Speaking at the TPP seminar organized by the Can Tho branch of the Vietnam Chamber of Commerce and Industry (VCCI) last Friday, Thoi Ngoc Doan Thuy from Ba Ria-Vung Tau Province’s Department of Industry and Trade said TPP rules prohibit export subsidy and re-subsidy under any form.
Therefore, compared to regulations of the World Trade Organization (WTO), TPP rules will put trade ties between Vietnam and other member countries to disadvantages. Firstly, technical barriers of export markets will be stricter while Vietnam’s competitiveness is still low, causing obstacles to making use of tariff reductions.
Secondly, Vietnam will have to open the domestic market to other nations, removing 100% of tariffs. Local enterprises will face greater competition from international rivals, Thuy said.

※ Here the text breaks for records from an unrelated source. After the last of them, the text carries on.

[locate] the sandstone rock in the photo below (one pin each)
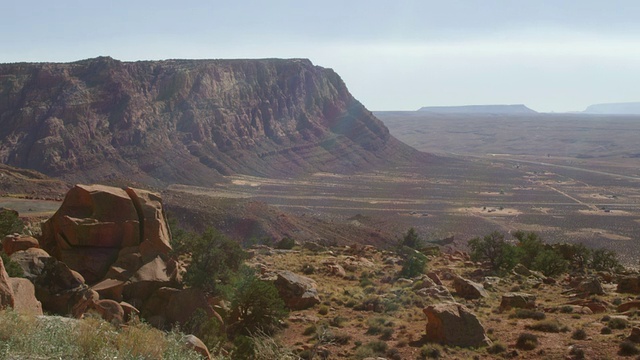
(58, 288)
(155, 237)
(633, 304)
(313, 246)
(334, 269)
(521, 270)
(110, 289)
(107, 232)
(517, 300)
(17, 242)
(468, 289)
(629, 284)
(130, 311)
(297, 292)
(194, 343)
(590, 287)
(109, 310)
(437, 292)
(425, 282)
(176, 306)
(6, 293)
(272, 117)
(453, 324)
(24, 294)
(635, 335)
(433, 276)
(150, 277)
(93, 223)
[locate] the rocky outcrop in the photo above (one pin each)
(468, 289)
(185, 121)
(298, 292)
(101, 231)
(168, 307)
(24, 296)
(194, 343)
(629, 284)
(453, 324)
(6, 294)
(59, 289)
(517, 300)
(17, 242)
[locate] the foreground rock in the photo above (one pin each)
(58, 288)
(468, 289)
(453, 324)
(517, 300)
(297, 292)
(6, 294)
(629, 284)
(95, 223)
(17, 242)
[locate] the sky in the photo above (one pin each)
(393, 55)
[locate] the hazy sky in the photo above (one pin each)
(393, 55)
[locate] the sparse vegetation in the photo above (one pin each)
(92, 338)
(10, 223)
(527, 341)
(548, 325)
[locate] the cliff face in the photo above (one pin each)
(185, 120)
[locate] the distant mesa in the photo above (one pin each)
(479, 109)
(186, 121)
(630, 108)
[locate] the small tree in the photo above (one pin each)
(10, 222)
(414, 265)
(214, 260)
(412, 240)
(256, 304)
(529, 247)
(550, 262)
(493, 249)
(605, 260)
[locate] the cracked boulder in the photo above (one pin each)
(455, 325)
(95, 223)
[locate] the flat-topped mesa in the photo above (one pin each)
(96, 223)
(186, 121)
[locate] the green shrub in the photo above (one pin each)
(309, 330)
(527, 341)
(618, 323)
(430, 352)
(528, 314)
(10, 222)
(412, 240)
(215, 259)
(605, 260)
(496, 348)
(550, 263)
(579, 334)
(414, 265)
(285, 243)
(628, 348)
(549, 325)
(493, 249)
(257, 304)
(12, 267)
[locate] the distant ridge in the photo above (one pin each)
(630, 108)
(479, 109)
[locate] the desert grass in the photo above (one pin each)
(51, 337)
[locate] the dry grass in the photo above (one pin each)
(26, 337)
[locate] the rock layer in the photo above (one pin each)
(185, 121)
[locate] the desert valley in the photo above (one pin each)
(321, 195)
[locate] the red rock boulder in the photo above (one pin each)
(455, 325)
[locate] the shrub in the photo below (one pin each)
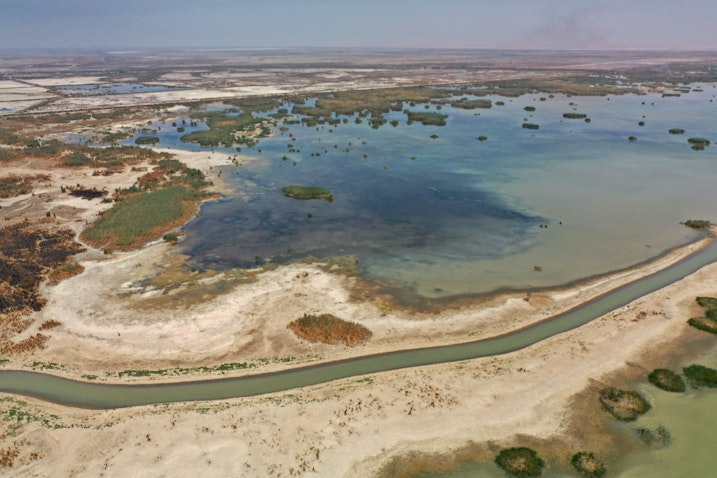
(701, 376)
(575, 115)
(625, 405)
(307, 192)
(698, 224)
(520, 462)
(666, 380)
(587, 464)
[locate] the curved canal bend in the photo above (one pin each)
(103, 396)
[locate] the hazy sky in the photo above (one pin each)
(564, 24)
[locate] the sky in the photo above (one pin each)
(503, 24)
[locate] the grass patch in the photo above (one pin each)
(142, 217)
(328, 329)
(667, 380)
(697, 224)
(146, 140)
(467, 104)
(587, 464)
(427, 118)
(700, 376)
(625, 405)
(520, 462)
(307, 192)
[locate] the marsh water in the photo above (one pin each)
(433, 211)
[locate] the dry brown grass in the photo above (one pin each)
(328, 329)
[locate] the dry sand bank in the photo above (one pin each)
(142, 309)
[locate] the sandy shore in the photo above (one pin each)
(144, 309)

Vietnam will also face problems such as intellectual property rights and investor-state dispute settlement (ISDS).
Concerning ISDS, Pham Duy Nghia, head of the faculty of law of the HCMC University of Economics, took an example of an enterprise from a TPP member country in the Mekong Delta city of Can Tho. If dispute occurred between this investor and local authorities, this investor would bring the case to an international court or arbitrary council, not a local court, a diplomatic or investment promotion agency.
Nghia told the Daily on the sidelines of the seminar that TPP would bring about lower tariffs and more goods export opportunities, create jobs and raise employees’ incomes. However, export markets will also set up strict requirements while Vietnam has to open its door for other TPP member countries. Local enterprises with low competitiveness may lose on the home market.
To help local firms cope with TPP challenges, Nghia said enterprises should monitor TPP negotiations and be aware of their future impacts on the local market.
Enterprises must identify export markets, standards they have to meet and consider using product components imported from TPP countries to enjoy the 0% tax rate, Nghia said.
Other experts at the seminar also said that local enterprises may find it hard to benefit from this 0% tariff as they have to meet high requirements for origins of goods, meaning materials must be imported from TPP member countries only.
However, the nation now relies heavily on materials imported from non-TPP countries. For example, garment and textile firms primarily import materials from China and South Korea.
There have been 17 rounds of TPP negotiations with the participation of 11 nations: Australia, Brunei, Canada, Chile, Malaysia, Mexico, New Zealand, Peru, Singapore, the U.S. and Vietnam. Japan is expected to join TPP negotiations at the end of this year.